Business Analyst and Business Analysis for Dummies
You’ve probably heard of the famous book, Business Analysis for Dummies. It breaks down the concept of business analysis for the average reader.
But even that book can be broken down into easier concepts.
We’re going to explain the need for business analysis, the role of a business analyst, and certifications when becoming a business analyst in less than a 1000 words.
What’s the point of business analysis?
Corporations need changes. The changes are usually related to financial responsibility, role fulfillment amongst team members, and recommended solutions to deliver value to company stakeholders.
These changes are introduced through business analysis. It’s the practice of enabling and fulfilling the above changes in organizations.
The people who facilitate these changes are business analysts.
What is a business analyst?
Business analysts enable positive changes for organizations, often impacting financial prospects. Financial prospects include reducing expenses and increasing funds for corporations.
A business analyst’s role is to communicate with stakeholders. The analyst will make recommendations based on analysis of business processes, management, systems, and corporate policies.
With the information assembled, a business analyst creates methods to direct a business into a more efficient, active, and profitable system — a benefit for stakeholders, CEOs, and employees.
What must a business analyst understand to do a correct analysis?
Business analysts must understand a company inside and out. Not only what a business does, but how they do it. The analyst examines current business processes, technology, automation, and more to enhance them later.
With this knowledge, they create a plan to improve the existing business processes. By looking into gaps, underlying issues, and hiccups experienced by employees and their customers. Then they must implement changes and monitor the effects of those changes.
How can I become a business analyst?
First, you should decide what kind of business analyst you want to be. “Business analyst” is a broad term. But you can develop a specialty.
For example, a “Business Process analyst” focuses on business processes and creates a plan to enhance current systems. But an “IT Business Analyst” focuses on information technology and processes for tech-related companies.
If numbers, analytics, and data are your thing, you can become a “Data Analyst”. While there’s nothing wrong with being a “Business Analyst”, choosing a specific field or industry may help you land higher paying positions.
Other types of analysts to consider:
- Functional Architect
- Business System Analyst
- UX Analyst
- System Analyst
How do I need to become a business analyst?

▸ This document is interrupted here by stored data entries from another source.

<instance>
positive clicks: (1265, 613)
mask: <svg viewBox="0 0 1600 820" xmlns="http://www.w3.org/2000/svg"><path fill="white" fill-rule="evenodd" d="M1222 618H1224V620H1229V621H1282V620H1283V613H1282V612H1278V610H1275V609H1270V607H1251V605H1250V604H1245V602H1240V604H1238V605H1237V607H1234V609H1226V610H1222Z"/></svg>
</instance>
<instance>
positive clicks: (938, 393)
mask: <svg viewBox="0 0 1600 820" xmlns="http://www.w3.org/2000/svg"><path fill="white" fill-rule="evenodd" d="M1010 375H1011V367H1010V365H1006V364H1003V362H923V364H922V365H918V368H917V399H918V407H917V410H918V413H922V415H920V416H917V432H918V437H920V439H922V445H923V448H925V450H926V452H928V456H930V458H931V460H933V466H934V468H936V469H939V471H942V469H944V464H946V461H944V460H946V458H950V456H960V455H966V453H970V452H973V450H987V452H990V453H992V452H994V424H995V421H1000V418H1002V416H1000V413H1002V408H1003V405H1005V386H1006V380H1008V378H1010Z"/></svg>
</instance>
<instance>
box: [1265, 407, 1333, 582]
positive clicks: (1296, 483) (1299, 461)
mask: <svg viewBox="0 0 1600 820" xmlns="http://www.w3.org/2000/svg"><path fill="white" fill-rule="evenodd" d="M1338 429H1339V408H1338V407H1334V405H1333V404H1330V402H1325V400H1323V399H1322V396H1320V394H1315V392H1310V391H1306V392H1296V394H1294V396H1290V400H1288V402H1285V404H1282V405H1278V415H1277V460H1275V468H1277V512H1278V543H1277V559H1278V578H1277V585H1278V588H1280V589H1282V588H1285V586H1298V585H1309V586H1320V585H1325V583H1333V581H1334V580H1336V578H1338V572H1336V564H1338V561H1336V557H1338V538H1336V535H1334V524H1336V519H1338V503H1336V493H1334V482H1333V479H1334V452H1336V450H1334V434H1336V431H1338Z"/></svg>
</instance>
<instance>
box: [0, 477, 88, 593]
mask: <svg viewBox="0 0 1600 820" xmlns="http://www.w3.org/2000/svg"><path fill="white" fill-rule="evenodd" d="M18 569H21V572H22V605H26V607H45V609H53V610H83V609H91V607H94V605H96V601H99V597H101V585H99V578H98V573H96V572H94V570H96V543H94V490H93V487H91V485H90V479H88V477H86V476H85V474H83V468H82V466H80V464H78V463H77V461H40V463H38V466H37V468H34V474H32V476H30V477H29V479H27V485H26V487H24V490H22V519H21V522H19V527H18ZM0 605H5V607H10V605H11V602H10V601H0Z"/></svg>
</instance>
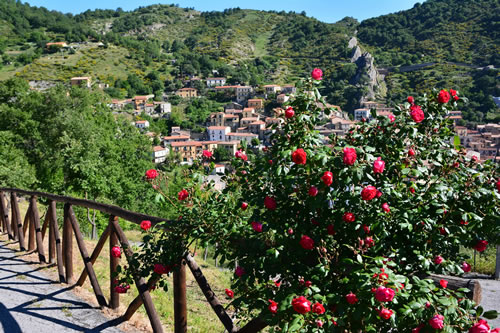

Business analysts become certified through International Institute of Business Analysis (IIBA) and CBAP (Certified Business Analysis Professional). You take an online exam that is multiple choice questions. Once passed, you’ll become a certified business analyst.
The average salary is $80,000 – $130,000 a year — even when just starting out.
Which skills help me with business analysis?
Truthfully, if you’re going to become a business analyst for a firm, several skills are necessary.
Such as analytic skills. They’re used to process, understand and use data to a company’s advantage.
Alongside analytics, you must be able to plan. Business analysis requires analyzing data and planning how to use the information to benefit stakeholders. Meaning the analyst must plan projects, understand budgeting, identify critical resources, etc.
You should also be able to lead team members, communicate clearly, and be the “go-to” person for employees and managers. And it doesn’t hurt to have IT experience, especially if you’re looking to become a data analyst or IT analyst.
Business analysis helps companies identify issues in business processes, then identifies steps to reduce negative impact. It requires analytic skills to utilize data, the ability to lead team members, and specific certifications to become a business analyst.
It’s plenty of work, but entry-level business analysts have excellent salaries, reflecting their hard work when creating efficient processes that build upon company financial gain.